Generali has dismissed the executive standing as a rival candidate for chief executive at a crunch AGM vote next month, three days after he jointly presented an alternative strategy for Italy’s largest insurer.
The insurer’s board said on Monday that it had decided to terminate the employment of Luciano Cirinà, its head of Austria and central and eastern Europe, with immediate effect.
Generali said it made the decision due to “violations of [Cirinà’s] duty of loyalty and material breach of other personal obligations under his contract of employment”.
Cirinà has been nominated by major shareholder Francesco Gaetano Caltagirone for the role of chief executive on a rival board list ahead of the April vote, putting him in direct competition with Generali’s chief Philippe Donnet, who is on the company’s proposed list.
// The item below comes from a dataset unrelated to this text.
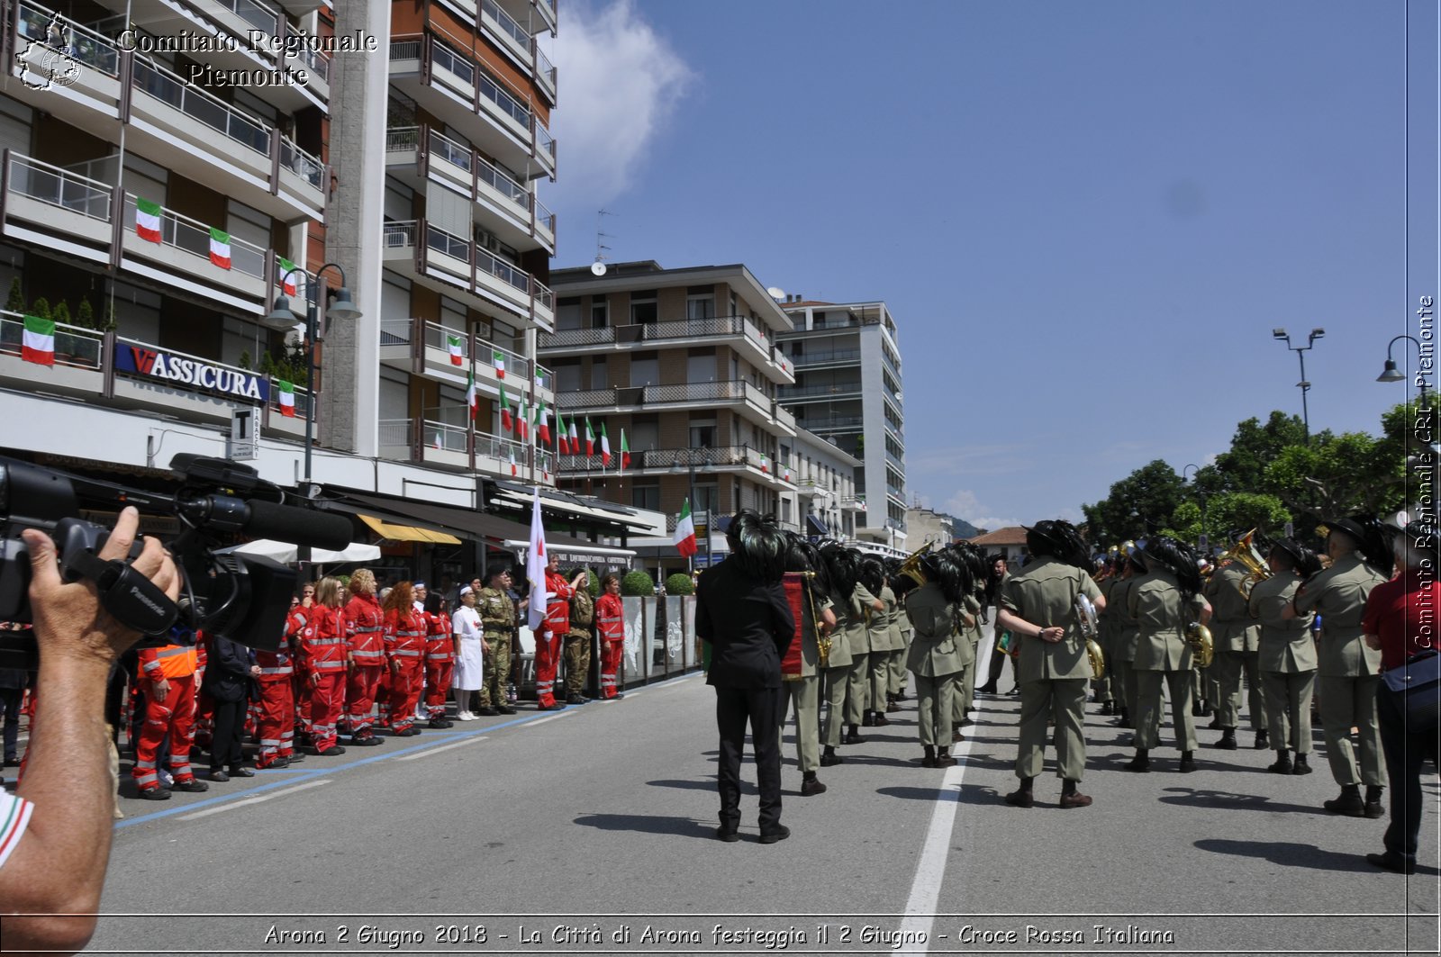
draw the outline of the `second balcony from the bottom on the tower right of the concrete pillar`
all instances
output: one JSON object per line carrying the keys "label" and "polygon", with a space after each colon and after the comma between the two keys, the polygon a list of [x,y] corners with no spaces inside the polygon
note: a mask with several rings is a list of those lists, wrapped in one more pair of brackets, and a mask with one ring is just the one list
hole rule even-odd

The rival line-up also proposes Claudio Costamagna, a former Goldman Sachs banker, as chair. Caltagirone and another top-three shareholder, Leonardo Del Vecchio, have set themselves against Mediobanca, Generali’s biggest shareholder, in a drawn-out struggle for the direction of the company. Mediobanca is backing Donnet to continue in post.
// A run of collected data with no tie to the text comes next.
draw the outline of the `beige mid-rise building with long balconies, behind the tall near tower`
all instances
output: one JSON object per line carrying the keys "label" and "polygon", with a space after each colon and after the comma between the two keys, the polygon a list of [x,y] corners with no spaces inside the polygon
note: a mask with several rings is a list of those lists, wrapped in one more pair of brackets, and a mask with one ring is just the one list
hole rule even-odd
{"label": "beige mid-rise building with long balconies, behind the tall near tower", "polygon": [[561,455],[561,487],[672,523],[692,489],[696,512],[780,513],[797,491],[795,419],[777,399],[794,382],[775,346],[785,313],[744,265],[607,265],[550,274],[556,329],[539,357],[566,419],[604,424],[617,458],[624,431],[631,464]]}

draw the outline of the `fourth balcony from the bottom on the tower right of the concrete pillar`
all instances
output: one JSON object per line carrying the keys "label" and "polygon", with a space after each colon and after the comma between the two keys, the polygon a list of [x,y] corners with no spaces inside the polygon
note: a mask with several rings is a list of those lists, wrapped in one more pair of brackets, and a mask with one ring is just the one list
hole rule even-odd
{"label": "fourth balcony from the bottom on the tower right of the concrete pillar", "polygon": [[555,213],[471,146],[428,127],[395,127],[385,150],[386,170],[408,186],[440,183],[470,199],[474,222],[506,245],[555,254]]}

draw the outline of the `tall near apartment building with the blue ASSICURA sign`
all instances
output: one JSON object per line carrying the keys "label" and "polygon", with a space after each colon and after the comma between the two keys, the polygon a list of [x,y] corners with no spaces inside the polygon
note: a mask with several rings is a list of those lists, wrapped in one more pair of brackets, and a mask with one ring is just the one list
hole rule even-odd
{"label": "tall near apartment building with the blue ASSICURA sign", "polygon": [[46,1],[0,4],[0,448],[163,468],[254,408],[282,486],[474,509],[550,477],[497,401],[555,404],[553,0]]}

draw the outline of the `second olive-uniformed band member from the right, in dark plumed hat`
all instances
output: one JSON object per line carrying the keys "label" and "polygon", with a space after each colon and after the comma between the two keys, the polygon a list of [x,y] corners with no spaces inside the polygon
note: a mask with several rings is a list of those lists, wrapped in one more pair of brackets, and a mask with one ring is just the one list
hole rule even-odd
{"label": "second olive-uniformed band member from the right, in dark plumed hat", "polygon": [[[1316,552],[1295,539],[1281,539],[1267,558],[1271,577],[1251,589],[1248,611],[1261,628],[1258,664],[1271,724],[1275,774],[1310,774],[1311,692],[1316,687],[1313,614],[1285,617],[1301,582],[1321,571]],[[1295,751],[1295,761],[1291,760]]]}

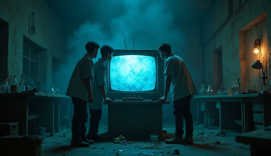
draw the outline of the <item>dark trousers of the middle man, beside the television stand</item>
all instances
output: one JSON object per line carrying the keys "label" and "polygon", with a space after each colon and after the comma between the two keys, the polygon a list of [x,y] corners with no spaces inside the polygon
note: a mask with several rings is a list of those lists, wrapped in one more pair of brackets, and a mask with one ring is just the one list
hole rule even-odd
{"label": "dark trousers of the middle man, beside the television stand", "polygon": [[102,110],[101,109],[89,109],[90,119],[89,119],[89,134],[96,135],[99,127],[99,122],[102,117]]}

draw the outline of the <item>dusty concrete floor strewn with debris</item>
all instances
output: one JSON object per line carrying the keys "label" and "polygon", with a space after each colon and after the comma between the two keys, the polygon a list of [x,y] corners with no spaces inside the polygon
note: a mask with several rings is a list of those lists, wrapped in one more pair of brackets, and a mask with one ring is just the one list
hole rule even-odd
{"label": "dusty concrete floor strewn with debris", "polygon": [[[175,130],[174,124],[163,126],[167,129],[164,139],[170,138]],[[95,143],[88,148],[70,147],[71,129],[61,128],[60,133],[55,133],[54,137],[46,137],[42,144],[42,155],[52,156],[86,156],[86,155],[177,155],[174,151],[178,149],[180,155],[195,156],[249,156],[250,146],[235,142],[237,133],[227,131],[225,135],[219,136],[218,128],[202,128],[194,126],[194,145],[173,145],[159,143],[150,143],[148,141],[127,141],[122,144],[113,144],[112,142]],[[106,135],[107,126],[100,125],[99,135]],[[123,151],[119,151],[123,150]]]}

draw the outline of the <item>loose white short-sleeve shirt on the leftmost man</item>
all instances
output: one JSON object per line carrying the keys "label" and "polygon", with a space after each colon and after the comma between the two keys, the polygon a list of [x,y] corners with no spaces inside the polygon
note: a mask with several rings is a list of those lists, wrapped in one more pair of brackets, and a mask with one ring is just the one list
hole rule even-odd
{"label": "loose white short-sleeve shirt on the leftmost man", "polygon": [[[91,56],[85,54],[76,64],[67,88],[66,96],[88,101],[88,90],[84,79],[89,78],[93,90],[94,63]],[[93,91],[92,91],[93,92]]]}

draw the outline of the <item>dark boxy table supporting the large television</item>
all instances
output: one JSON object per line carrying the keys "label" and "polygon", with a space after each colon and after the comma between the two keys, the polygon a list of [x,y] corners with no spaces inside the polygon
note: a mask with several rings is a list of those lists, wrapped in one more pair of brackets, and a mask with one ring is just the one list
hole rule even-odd
{"label": "dark boxy table supporting the large television", "polygon": [[158,101],[112,101],[108,104],[108,137],[122,135],[129,140],[150,138],[151,134],[162,137],[162,106]]}

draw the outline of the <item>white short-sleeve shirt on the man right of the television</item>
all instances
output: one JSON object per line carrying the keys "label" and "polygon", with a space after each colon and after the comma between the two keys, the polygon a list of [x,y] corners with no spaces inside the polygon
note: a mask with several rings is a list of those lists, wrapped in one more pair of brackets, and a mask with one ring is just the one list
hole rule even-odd
{"label": "white short-sleeve shirt on the man right of the television", "polygon": [[172,76],[170,91],[173,101],[198,93],[185,62],[179,56],[169,55],[166,59],[164,75]]}

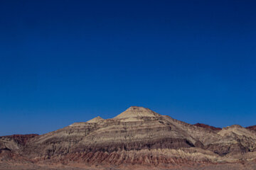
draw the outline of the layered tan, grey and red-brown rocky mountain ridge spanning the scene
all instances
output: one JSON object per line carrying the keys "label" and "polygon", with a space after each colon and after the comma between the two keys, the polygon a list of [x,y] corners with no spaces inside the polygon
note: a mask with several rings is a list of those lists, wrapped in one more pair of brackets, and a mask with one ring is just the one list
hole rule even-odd
{"label": "layered tan, grey and red-brown rocky mountain ridge spanning the scene", "polygon": [[0,137],[0,164],[82,169],[256,167],[255,130],[191,125],[137,106],[114,118],[97,117],[18,141]]}

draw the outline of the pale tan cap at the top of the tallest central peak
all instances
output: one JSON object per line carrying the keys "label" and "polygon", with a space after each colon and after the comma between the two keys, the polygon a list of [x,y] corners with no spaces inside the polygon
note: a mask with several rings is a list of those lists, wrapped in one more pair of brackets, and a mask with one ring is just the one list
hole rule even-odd
{"label": "pale tan cap at the top of the tallest central peak", "polygon": [[160,114],[151,111],[149,108],[131,106],[126,111],[120,113],[115,118],[134,118],[134,117],[159,117]]}

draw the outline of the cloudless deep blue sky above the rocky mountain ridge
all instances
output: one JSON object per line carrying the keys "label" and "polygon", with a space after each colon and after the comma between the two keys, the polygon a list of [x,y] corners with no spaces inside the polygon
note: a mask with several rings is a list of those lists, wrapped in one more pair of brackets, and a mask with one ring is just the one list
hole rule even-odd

Cirinà, who did not immediately respond to a request for comment via LinkedIn, was suspended last week when it emerged that he would present a rival strategy for the company, alongside Costamagna, at the Four Seasons in Milan.
A spokesperson for the Caltagirone camp described the dismissal as an “act of weakness”, adding: “Generali seems to want to discredit one of their best managers who had originally asked for unpaid leave, which was denied by the company.”
Cirinà and Costamagna promised double-digit annual earnings growth and up to €7bn for acquisitions, going beyond what the company had set out in December.
However, the reception from analysts was mixed, with Citigroup saying that larger cost savings presented by the duo were “poorly supported”. Workers’ unions also raised doubts about the announced cost-cutting strategy.
Speaking to journalists in Milan on Friday, Cirinà said the rival plan was based on publicly available company figures and added he had not actively worked on drafting it “but had given input”. He also said the growth targets in the presentation — dubbed “Awakening the Lion”, referencing Generali’s nickname as the Lion of Trieste — did not take into account the impact of the war in Ukraine on Europe’s economy.
According to people familiar with the matter, Generali was taken by surprise when Cirinà appeared on the list backed by the rebel shareholder.
At the Milan press conference last week, the former Generali executive told reporters his suspension was “not a disciplinary action”, and that his prior unpaid leave request had been rejected due to the war in Ukraine. “I am not going to expand on the personal reasons that have led me to join the [rival camp],” he said on Friday.
Shares in Generali were up 4.4 per cent to €20.27 in lunchtime trading.